La ineficaz atención a los llamados renglones torcidos de Dios, como los definió don Torcuato Luca de Tena en su célebre libro, se remonta a la reforma de la Ley Psiquiátrica de 1984, que decretó el cierre de los manicomios, para que los enfermos dejasen de estar encerrados y se pudiesen reinsertar en la sociedad civil, al descubrir que, debidamente tratadas, las personas con una enfermedad mental podían llevar una vida normal.
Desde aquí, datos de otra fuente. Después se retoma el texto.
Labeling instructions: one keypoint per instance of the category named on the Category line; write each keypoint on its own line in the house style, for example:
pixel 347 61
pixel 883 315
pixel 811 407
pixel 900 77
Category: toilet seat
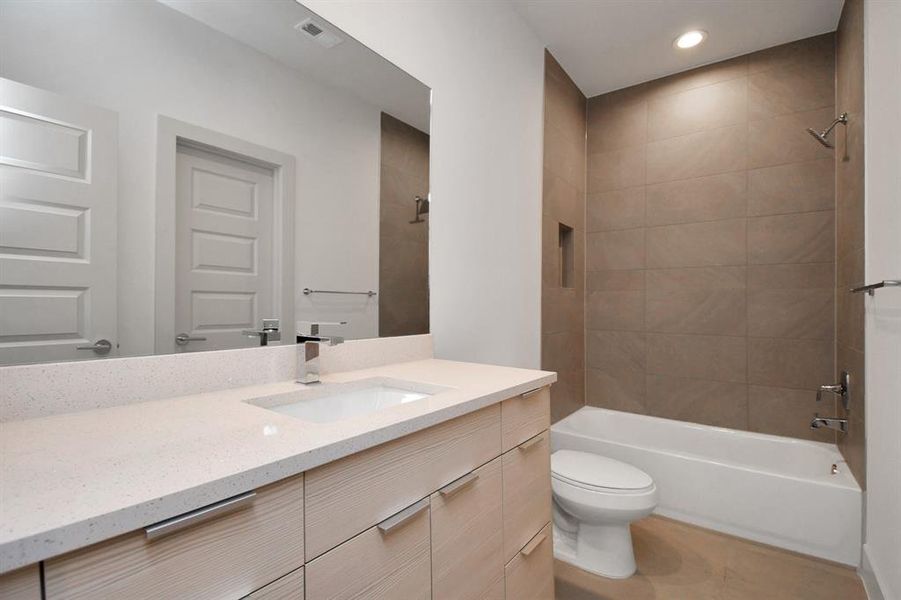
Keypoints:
pixel 597 473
La medida supuso un acierto, pero sólo a corto plazo, ya que, según don José Luis Segovia, «una vez en la calle, su situación no ha sido abordada con rigor, ni con seriedad, ni con humanismo».

El carisma de la sanación

«En el trabajo con enfermos mentales, estamos a años luz de otros países», señala don José Luis Segovia, coordinador del Encuentro de Juristas y Pastoral penitenciaria. «Es muy significativo en España, añade doña Carmen Martínez, que sean entidades —como las caritativas de la Iglesia— las que estén dando respuestas a necesidades que debería cubrir la Administración».
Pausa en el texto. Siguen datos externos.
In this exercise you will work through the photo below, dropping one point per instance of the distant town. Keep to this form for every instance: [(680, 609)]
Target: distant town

Una de estas entidades es el Complejo Asistencial Benito Menni, que, desde 1881, lleva ejerciendo «la acción sanadora de Jesús, inspirada en nuestros fundadores, que fueron sensibles a una necesidad real, como era la mujer enferma mental que no era atendida; por eso, en la actualidad, persiste la opción preferente por el mundo del dolor psíquico», señala sor María Luisa Lizarrondo, superiora de la congregación de las Hermanas Hospitalarias del Sagrado Corazón de Jesús, encargadas de velar por los enfermos acogidos en Ciempozuelos —congregación que estos días está de fiesta, tras la declaración de Venerable, hace unas semanas, de una de sus fundadoras, sor María Josefa Recio—. Hoy, atienden a un total de 650 pacientes y realizan diversos dispositivos para tratar la salud mental, desde una unidad de hospitalización breve, para tratar descompensaciones agudas —y donde los enfermos pasan cerca de un mes, para estabilizarse—, hasta la unidad de cuidados prolongados, dirigida a mujeres que necesitan cuidados de forma continuada, o la unidad de rehabilitación, donde ayudan a los enfermos que requieren un tratamiento, a controlar su enfermedad y a poder ser autónomos.

Para sor María Luisa, lo más duro de la enfermedad mental es que, «todavía en el siglo XXI, las personas sufren el estigma de su dolencia, lo que hace que deban afrontar una doble dificultad para recuperarse: la enfermedad en sí, y los prejuicios y discriminaciones que reciben por padecerla», lo que, en muchas ocasiones, constituye un obstáculo para el éxito del tratamiento y de la recuperación.

Las Hermanas Hospitalarias, que trabajan desde hace 130 años con enfermos mentales y han visto la evolución social frente a esta dolencia, afirman que el estigma «provoca una discriminación social, lo que hace que, en ocasiones, la persona se vea privada de sus derechos y beneficios, y se le dé un trato de inferioridad», recalca sor María Luisa.

Quizá ésa sea la razón por la que «todavía cunde el miedo y la aversión a estas personas, a las que la sociedad cierra muchas puertas: las sanitarias, las laborales, las del derecho a la vivienda y, sobre todo, las de las relaciones sociales», afirma la Hermana, quien reitera la importancia de «romper barreras y derribar prejuicios, para que estas personas sean tratadas con respeto y dignidad, sin que el hecho de estar enfermos resulte una carga añadida, a veces insoportable de sobrellevar».